Le petit cortège qu’escortaient huit soldats commandés par un sergent, sortit du Temple par le grand portail et tourna presque aussitôt à gauche dans la rue de la Corderie : la troupe contint la foule par un barrage ; deux détachements de vingt-cinq hommes suivaient les porteurs du cercueil « à distance assez éloignée, sans paraître former cortège » et l’on parvint sans difficulté au cimetière attenant à l’église Sainte-Marguerite, distante du Temple de près d’une demi-lieue. Le parcours s’était effectué très rapidement, car il était neuf heures et demie à peine quand le convoi, débouchant de la rue Basfroy, atteignit la rue Saint-Bernard. Il passa devant la porte fermée du cimetière et entra dans l’église, transformée en école pour « les élèves du salpêtre. » Une porte, dans le bas-côté de gauche, ouvrait sur le cimetière où l’on pénétra à la nuit presque close, une belle nuit pure de fin de printemps.

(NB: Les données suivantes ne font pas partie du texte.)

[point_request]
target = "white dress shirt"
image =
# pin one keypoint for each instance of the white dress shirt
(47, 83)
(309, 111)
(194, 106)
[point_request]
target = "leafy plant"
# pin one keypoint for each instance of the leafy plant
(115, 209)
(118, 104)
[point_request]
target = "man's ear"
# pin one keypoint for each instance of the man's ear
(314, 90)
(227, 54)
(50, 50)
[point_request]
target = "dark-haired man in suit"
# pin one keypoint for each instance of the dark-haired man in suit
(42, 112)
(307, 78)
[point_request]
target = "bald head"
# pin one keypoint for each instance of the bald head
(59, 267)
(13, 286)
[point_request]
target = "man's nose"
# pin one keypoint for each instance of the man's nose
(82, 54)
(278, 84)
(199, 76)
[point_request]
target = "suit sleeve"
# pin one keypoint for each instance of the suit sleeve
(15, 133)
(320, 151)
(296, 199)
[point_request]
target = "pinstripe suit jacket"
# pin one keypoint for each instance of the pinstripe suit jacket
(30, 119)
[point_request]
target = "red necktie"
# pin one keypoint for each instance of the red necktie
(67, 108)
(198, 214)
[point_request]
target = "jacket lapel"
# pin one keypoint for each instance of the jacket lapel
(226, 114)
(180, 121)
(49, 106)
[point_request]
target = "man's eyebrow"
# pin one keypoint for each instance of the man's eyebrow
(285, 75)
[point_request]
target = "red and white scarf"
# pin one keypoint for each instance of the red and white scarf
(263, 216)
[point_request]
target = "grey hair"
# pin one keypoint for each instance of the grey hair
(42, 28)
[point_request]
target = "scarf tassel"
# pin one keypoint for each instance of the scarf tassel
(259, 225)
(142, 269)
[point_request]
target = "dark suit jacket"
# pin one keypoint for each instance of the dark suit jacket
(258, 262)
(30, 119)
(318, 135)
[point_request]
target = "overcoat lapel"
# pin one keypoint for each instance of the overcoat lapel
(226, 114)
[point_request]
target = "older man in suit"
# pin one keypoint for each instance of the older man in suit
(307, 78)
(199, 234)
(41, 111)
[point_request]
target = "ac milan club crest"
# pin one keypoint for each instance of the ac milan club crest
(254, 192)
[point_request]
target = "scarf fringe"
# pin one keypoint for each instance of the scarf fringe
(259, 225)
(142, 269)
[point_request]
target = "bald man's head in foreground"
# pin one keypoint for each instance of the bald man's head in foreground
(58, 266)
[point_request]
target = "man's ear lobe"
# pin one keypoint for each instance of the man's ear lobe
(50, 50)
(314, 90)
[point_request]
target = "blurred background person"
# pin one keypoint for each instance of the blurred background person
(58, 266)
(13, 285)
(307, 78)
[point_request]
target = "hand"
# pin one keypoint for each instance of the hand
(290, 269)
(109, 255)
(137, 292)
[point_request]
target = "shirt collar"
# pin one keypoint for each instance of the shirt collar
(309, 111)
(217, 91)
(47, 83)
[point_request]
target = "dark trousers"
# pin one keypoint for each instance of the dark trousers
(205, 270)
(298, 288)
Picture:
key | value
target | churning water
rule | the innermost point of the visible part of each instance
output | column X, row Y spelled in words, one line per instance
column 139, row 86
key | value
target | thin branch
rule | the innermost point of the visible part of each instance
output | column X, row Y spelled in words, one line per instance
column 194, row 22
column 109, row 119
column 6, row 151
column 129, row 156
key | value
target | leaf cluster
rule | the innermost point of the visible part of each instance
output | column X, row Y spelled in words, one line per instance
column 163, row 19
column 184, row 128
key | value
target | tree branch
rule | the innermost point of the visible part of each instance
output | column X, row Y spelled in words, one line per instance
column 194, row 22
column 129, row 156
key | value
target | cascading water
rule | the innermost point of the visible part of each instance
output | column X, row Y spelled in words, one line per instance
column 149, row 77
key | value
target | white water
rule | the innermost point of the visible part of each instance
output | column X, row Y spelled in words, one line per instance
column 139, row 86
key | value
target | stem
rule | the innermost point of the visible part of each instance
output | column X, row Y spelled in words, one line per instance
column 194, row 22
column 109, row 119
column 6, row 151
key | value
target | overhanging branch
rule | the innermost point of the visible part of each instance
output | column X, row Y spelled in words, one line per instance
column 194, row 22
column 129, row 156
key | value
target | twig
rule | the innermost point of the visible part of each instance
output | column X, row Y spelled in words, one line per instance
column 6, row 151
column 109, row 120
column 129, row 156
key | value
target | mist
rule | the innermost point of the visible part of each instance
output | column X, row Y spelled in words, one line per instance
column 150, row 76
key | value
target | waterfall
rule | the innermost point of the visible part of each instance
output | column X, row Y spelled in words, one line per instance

C’était un petit enclos verdoyant de cette herbe drue qui pousse sur les morts et de vieux arbres alignés le long des murs. Une masure à toit de tuiles, à fenêtres protégées de barreaux de fer, se terrait dans un angle et servait d’habitation au fossoyeur Bétrancourt et à sa femme. La fosse commune, — la « tranchée, » comme l’appelaient les professionnels, — s’étendait de l’Est à l’Ouest au milieu du terrain, passant au pied d’une haute et vieille colonne de pierre naguère surmontée d’une croix qui devait être abattue et jetée quelque part dans l’épais gazon. L’inhumation du prisonnier fut sans cérémonial : la femme du fossoyeur, vingt ans plus tard, racontait : « On l’enterra à la brune : il ne faisait pas encore tout à fait nuit ; il y avait très peu de monde ; je pus facilement m’approcher ; je vis le cercueil comme je vous vois. On le mit dans la fosse commune qui était la fosse de tout le monde, les petits comme les grands, les pauvres comme les riches, tous y allaient, parce que, soi-disant, tout le monde était égaux… » Le commissaire de police Dusser plaça un factionnaire près de la fosse, un autre à l’entrée du cimetière ; les huit assistants signèrent. À dix heures du soir, tout était terminé. Lasne et Gomin reprirent le chemin de la prison. Quelles confidences, quelles réflexions échangèrent-ils le long de la route ? Quels que fussent leurs doutes, dont leur conduite fournissait tant d’indices, ils possédaient du moins une certitude : c’est que le petit Roi, — que peut-être ils n’avaient jamais eu à garder, — était maintenant bien décidément hors du Temple.


G. LENOTRB.

  1. Voyez la Revue des 1er et 15 décembre 1919, 1er janvier et 1er février 1920.